Why did you do it like that?

ORIGINALLY POSTED 6th October 2007

11,046 views on developerworks

This morning one of my colleagues in my office bay started a discussion about the fine line between divulging useful technical information on this blog-o-sphere while maintaining the confidentiality of technical information, product plans and general intellectual property of IBM. I explained to him that I think of this as I would a customer forum. That is, when I wonder if I should be talking about something I consider if I’d discuss it freely when visiting, or with visiting customers who are not under NDA. If the answer is yes, then I consider it fair game. My colleague commented that in his previous department there was very little customer interaction and it was something he wanted to address in his new role.

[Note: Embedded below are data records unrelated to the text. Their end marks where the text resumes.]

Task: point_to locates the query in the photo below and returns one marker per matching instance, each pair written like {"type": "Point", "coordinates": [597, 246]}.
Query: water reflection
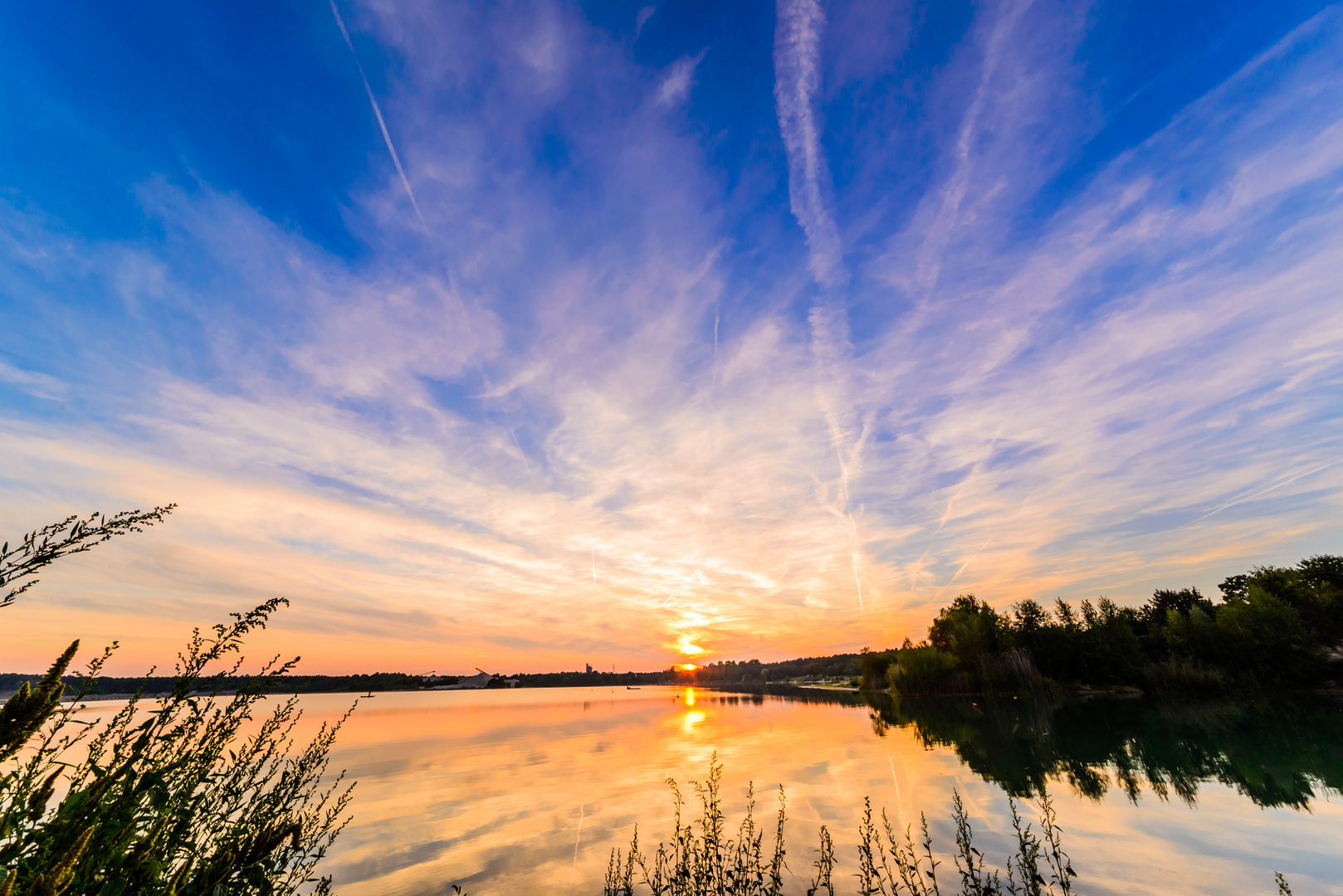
{"type": "Point", "coordinates": [1277, 752]}
{"type": "Point", "coordinates": [519, 791]}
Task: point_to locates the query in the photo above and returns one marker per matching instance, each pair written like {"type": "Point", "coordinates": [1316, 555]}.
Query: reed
{"type": "Point", "coordinates": [703, 859]}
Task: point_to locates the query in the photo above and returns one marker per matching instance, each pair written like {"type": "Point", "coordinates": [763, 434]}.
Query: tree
{"type": "Point", "coordinates": [967, 629]}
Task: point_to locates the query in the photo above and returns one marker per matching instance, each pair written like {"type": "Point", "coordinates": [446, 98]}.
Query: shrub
{"type": "Point", "coordinates": [925, 670]}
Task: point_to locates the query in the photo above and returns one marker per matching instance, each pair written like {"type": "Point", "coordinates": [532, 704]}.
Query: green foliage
{"type": "Point", "coordinates": [1273, 751]}
{"type": "Point", "coordinates": [967, 629]}
{"type": "Point", "coordinates": [924, 670]}
{"type": "Point", "coordinates": [1264, 635]}
{"type": "Point", "coordinates": [1275, 626]}
{"type": "Point", "coordinates": [872, 666]}
{"type": "Point", "coordinates": [197, 793]}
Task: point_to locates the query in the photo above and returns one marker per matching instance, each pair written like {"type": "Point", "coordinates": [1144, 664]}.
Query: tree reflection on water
{"type": "Point", "coordinates": [1276, 752]}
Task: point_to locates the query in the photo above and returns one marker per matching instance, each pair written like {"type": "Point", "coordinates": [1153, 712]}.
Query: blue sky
{"type": "Point", "coordinates": [684, 329]}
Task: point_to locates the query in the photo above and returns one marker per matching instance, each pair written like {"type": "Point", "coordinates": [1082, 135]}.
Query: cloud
{"type": "Point", "coordinates": [34, 383]}
{"type": "Point", "coordinates": [677, 85]}
{"type": "Point", "coordinates": [597, 368]}
{"type": "Point", "coordinates": [797, 71]}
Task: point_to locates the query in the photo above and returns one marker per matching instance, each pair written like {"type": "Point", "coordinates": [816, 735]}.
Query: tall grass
{"type": "Point", "coordinates": [704, 859]}
{"type": "Point", "coordinates": [168, 796]}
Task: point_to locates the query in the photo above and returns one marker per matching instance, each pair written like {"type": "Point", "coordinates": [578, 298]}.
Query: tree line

This moved the discussion on to how I find it extremely useful to understand how and why customers are interested in SVC and how they plan to use it. Sometimes this opens a whole new area of thought or innovative way in which virtualization could be used, that I / we have never even considered.

Like Chuck, I enjoy this kind of meeting, where you get a chance to discuss the technical aspects of the product, how we solved common problems and so on – especially with like-minded technical folks that have a deep understanding of their business needs and environment.

So here’s a starter for ten, with a couple of the most commonly asked questions.

Why did you chose a commodity Intel based platform over either custom hardware or a pSeries type box?

There are several very good reasons for this decision, most of which have already proved that this was a very wise decision.

Cost. SVC was designed to have a low entry cost and scale out to larger solutions. As soon as you start designing custom hardware you are at the start of a very costly development cycle that never ends. You have to design the boards, possibly custom ASIC, and by the time you get it out the door its already on last years technology. This is a common problem that afflicts almost all custom hardware products. Using an already developed and low cost server platform means the costly work has already been done, debugged revised and tested. UNIX based servers are also usually more expensive.
Bandwidth. As I’m sure everyone is aware SVC has to act as a ‘big pipe’ Since it sits in the middle of the SAN with all data flowing through it, you need to be able to shovel the data in and out as fast as you can, and as much as you can. Intel based servers are led primarily by the requirements of the gaming market, in particular peripheral BUS, memory BUS and CPU bandwidth. Exactly what we need too. As if by magic, the latest 8G4 nodes have an 8 lane PCIe bus, 1.6MB/s, which equals 4x 4Gbit FC ports. The 1.3GHz FSB and DDR2 memory mean again the bandwidth into CPU and memory is great. UNIX based servers tend to lag one or two years behind, certainly on peripheral bandwidth.
Hardware refresh rates. Every 12-18 months the next generation of Intel server is available, with the latest and greatest CPU’s, memory speeds and peripheral BUS architectures. For example, PCIe Gen2 is not far away with double the bandwidth. One of the code requirements was to isolate and minimise what we call the Platform code. That is, the parts of the code that actually need to talk to the hardware. For example to support the 8G4 x3550 hardware base over the 8F4 x336 hardware involved only a few thousand lines of extra / modified SVC code.

SVC only has 8 ports per IO group, 32 in an 8 node cluster – my storage controller has many more and I’ve been told I need that many?

This all boils down to how well you make use of what you have. Dare I bring up the HDS USP-V recent benchmark. One point that hasn’t been covered elsewhere is the number of ports used. In this case HDS used 64 ports to achieve their ~200K benchmark. Compare that to SVC’s ~270K with half the number of ports and you see my point.

Because we have the backend BUS capability to drive the 4 ports to their maximum it means that where other products need many more ports to cover up for the lack of bandwidth behind the ports, SVC can drive the ports to almost saturation (not that this would be generally recommended unless your fabric can cope).

Many products require more ports to enable host fan out – for example I understand that DMX can only share ports with multiple hosts of the same type (folks please correct me if I am wrong) As SVC is only talking to the switch (so you get the fan out from the switch ports) and caters for shared access (only recommending you zone like hosts together – for host non-interop reasons) you don’t need the extra ports for fan out/limitation reasons.

As an example, the table below shows the maximum theoretical bandwidth vs what I measure under various test conditions (all random workloads using a 2 node SVC) :

	Theoretical	Measured #
Read Hit	3.2GB/s	3.0GB/s
Write Hit	1.6GB/s*	1.4GB/s
Read Miss	3.2GB/s	2.6GB/s**
Write Miss	1.6GB/s*	1.2GB/s**

Notes: # These are provided as an example of max rates I have measured under lab stress conditions. * Half the read bandwidth due to mirroring of write cache data. ** I have included the miss measurements however these are purely dependent on the back-end read and write data rate capability.

I’ll cover some more intersting and FAQ type questions in later posts, for now, enjoy your weekend.